Translation is the process of turning source code into object code

Source code is high level (statements and structure understood by humans)
Object code uses a specific instruction set and registers (understood by the CPU)

Various special programs are involved in code translation

Compiler - Translates source code and stores resulting object code in a file
Interpreter - Translates source code and performs its actions directly
Assembler - Translates low level mnemonics into object code stored in a file
Linker - Combines object code files and library code into a final executable image

Older languages (eg. C, C++) use a compiler and linker in the traditional manner
Newer languages (eg. Java, Python) use both a compiler and interpreter together

Types of Code

![[Pasted image 20250519090611.png]]

Source code is portable (platform independent)

Write code once as a text file
Use a compiler that targets a specific platform
Compiler outputs assembly code or object code that will only run on the platform for which it was compiled (platform dependent)
The same source code can be used with another compiler on a different platform
(eg. write a game in C++, compile it for PC, XBox, PlayStation, Switch, etc.)

Compilers vs Interpreters

Compilers

Take a source program and translate it as a whole into machine code
Translation and execution phases are separate
Interpreters
Take one line of code at a time, determine its meaning, then carry out that action
Translation and execution phases are interlaced (interpreter is the executable)
No stand-alone executable code is generated

Comparing Translation Methods

Each method has advantages and disadvantages

Compilers	Interpreters
Translate entire file (with context)	Translate line by line (no look ahead)
Compilation process is fast	Interpretation is slow
Compiled code runs much faster	Interpreted code runs much slower
Run once (to make executable code)	Run every time source file is 'executed'
Check for syntax and semantic errors	Can only check for syntax errors

Programming tools can be complex	Programming environment is easier
Syntax errors hard to locate by line	Syntax errors easier to identify in code
Need careful organisation of source code	Useful for rapid prototyping
Debugging can be complicated	Debugging tools are easier to use
Generated object code is platform locked	Source code is portable across platforms

New Languages

New programming languages are regularly created to solve niche problems

Easier to design an interpreter and easier to code in an interpreted language
So newer languages tend to be interpreted
There will always be a need for compilers and people who know how they work
Interpreter itself needs to run as an executable program
A compiled language will be needed to write the code for the interpreter
It's possible (and often easier) to write an interpreter in another interpreted language
Even so, a compiler will be needed to make the interpreter for that language
Something must be compiled into an executable so it can run on the CPU

Javac & Java

Java uses both a compiler (javac) and interpreter (java)

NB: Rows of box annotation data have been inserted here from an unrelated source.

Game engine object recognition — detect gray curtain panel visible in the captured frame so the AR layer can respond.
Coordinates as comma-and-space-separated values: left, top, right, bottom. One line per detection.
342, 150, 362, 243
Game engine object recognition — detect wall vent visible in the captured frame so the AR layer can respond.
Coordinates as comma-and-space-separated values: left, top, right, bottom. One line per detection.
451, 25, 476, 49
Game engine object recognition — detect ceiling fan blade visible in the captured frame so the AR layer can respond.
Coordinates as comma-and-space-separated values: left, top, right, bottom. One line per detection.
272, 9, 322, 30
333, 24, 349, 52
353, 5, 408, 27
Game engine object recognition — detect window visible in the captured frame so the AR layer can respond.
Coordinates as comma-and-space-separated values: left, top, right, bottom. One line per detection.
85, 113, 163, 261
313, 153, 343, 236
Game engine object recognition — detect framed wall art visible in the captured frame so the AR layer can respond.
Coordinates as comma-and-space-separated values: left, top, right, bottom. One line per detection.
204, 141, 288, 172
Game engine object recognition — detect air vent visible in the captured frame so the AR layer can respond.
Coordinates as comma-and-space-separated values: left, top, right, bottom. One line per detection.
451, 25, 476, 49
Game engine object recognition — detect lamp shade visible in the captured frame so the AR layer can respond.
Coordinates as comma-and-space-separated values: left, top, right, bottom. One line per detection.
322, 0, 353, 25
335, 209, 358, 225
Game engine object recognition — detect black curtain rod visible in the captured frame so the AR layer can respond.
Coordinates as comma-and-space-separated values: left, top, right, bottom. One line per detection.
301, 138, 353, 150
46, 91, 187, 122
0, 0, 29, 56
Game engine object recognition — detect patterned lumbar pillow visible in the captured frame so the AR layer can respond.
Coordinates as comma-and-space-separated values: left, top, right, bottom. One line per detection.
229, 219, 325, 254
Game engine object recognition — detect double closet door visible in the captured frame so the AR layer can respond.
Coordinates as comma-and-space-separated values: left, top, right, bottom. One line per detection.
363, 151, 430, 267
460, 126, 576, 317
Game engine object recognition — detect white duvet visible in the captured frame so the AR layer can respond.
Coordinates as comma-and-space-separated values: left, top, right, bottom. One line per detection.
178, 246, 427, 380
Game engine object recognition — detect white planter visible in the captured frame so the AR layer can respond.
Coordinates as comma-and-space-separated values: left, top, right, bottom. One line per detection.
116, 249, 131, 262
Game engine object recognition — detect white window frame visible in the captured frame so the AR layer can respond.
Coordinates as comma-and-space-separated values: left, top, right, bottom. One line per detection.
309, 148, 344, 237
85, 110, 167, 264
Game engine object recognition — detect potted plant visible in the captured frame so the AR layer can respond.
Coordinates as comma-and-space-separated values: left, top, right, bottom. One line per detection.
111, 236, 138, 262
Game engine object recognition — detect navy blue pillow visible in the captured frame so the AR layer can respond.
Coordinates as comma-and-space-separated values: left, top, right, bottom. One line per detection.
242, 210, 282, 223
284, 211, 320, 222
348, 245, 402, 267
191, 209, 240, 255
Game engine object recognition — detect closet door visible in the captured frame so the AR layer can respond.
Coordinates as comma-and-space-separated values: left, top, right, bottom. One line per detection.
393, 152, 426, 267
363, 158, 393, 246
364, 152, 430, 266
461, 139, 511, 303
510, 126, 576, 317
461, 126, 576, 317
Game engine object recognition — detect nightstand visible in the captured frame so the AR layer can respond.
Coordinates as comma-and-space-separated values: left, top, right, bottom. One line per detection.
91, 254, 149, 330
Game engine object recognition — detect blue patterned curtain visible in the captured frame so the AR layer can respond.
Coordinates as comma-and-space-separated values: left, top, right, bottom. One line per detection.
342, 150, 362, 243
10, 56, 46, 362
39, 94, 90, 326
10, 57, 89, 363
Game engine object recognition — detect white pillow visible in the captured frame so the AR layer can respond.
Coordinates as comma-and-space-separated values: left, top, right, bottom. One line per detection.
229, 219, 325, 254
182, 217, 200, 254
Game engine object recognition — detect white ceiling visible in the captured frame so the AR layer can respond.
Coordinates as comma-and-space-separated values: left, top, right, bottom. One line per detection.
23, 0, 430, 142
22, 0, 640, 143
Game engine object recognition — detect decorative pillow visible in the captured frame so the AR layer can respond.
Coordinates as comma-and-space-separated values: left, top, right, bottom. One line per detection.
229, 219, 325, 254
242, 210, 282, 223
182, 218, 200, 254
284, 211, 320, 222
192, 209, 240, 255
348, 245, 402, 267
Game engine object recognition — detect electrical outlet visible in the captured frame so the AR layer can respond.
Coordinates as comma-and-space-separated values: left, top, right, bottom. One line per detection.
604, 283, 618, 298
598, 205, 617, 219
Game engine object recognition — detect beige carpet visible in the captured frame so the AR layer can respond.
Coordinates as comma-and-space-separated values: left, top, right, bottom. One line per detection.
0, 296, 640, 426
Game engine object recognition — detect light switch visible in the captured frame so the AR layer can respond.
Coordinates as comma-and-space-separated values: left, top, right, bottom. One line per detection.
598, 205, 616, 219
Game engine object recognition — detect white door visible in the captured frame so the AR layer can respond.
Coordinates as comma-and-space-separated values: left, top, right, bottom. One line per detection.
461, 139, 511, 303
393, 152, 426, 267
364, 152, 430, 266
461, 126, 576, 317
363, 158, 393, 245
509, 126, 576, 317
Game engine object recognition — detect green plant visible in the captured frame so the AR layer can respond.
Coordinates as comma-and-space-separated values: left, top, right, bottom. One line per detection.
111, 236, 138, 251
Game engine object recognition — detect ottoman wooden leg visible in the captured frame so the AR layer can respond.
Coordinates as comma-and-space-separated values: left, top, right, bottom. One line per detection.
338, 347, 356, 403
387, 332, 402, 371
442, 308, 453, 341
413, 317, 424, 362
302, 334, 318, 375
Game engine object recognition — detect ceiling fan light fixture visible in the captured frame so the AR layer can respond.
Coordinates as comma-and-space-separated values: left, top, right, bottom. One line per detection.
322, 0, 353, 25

Java development kit (JDK) must be installed on the programmer's system
Source code is compiled into intermediate byte code
Byte code is portable (platform independent)
Java virtual machine (JVM) is an interpreter that processes the byte code
Java runtime environment (JRE) must be installed on user's system

Programmer's System:

Source Code
javac compiles source code using the CPU into byte code (portable)
User's System:
Byte code interpreted with JVM using the CPU

Some other languages use a similar approach but it all happens on the user's system

Python compiles source code into byte code and then immediately interprets it
Happens without the user knowing the byte code exists (might see .pyc files)

Types of Compiler

Early compilers were single pass

Moves through source code line by line and generates object code on the way
Faster and uses less memory
Cannot perform any optimisations
Requires variables to be declared before use
Modern compilers are multi pass
Reads the entire source file into an internal data structure
Analyses and augments the data structure in multiple stages
Slower and requires more memory
Can look at entire code to see where optimisations can be made
Allows programmer to use (eg. on line 10) something defined later (eg. on line 30)
Final pass reads the internal data structure and generates object code

Linking

Can be many source files each with a corresponding object file
Source files also reference library code which exists in multiple object files
The linker pulls all these together into the final executable program image

![[Pasted image 20250519090647.png]]
Note: Difference between static and dynamic linking

Components of Programming Languages

Lexical component
- List of all legal keywords allowed in the language (eg. import, public, else, while)
- Meaning of each individual keyword (the action or effect it has)
Syntactical component
- Defines the form and structure of legal expressions in the language
- For example, double private x; is not legal, whereas private double x; is legal
Semantic component
- Adds meaning to an expression made from keywords and syntax structures
- Defines what should be done when executing a particular fragment of code
- For example, the action to be taken when the code is an if-else fragment
- (test condition, execute if part when true, or else part when false)

Language Grammars

A precise description of the programming language is needed to the translator can:

Analyse source code for correctness
Apply optimisations where possible
Generate correct and unambiguous object code
A grammar is a set of formal syntax rules
Complex rules are defined in terms of other rules
Simple rules are defined in terms of elementary symbols or keywords
A source file is just a plain text file containing characters
Translator groups characters into tokens that represent keywords, brackets, etc.
A token is the smallest possible group of characters that has a valid meaning
Grammar rules define the correct order of tokens

Syntax Diagrams

Grammar rules can be drawn as a set of diagrams
![[Pasted image 20250519091205.png]]
Expressions are formed from one or more tokens

Some expressions are non-terminal (defined by other rules)
Other expressions are terminal (defined in their final form with simple characters)

Extended Backus-Naur Form

The translator uses a more precise grammar called extended Backus-Naur form (EBNF)
Defines production rules from non-terminal rules and terminal symbols
![[Pasted image 20250519091347.png]]
Terminal symbols are defined in quotes
The comma character concatenates things to build the rule from smaller parts
EBNF uses symbols to mean certain things (eg. curly brackets), so if those symbols are to be matched they must be in quotes (as terminal symbols)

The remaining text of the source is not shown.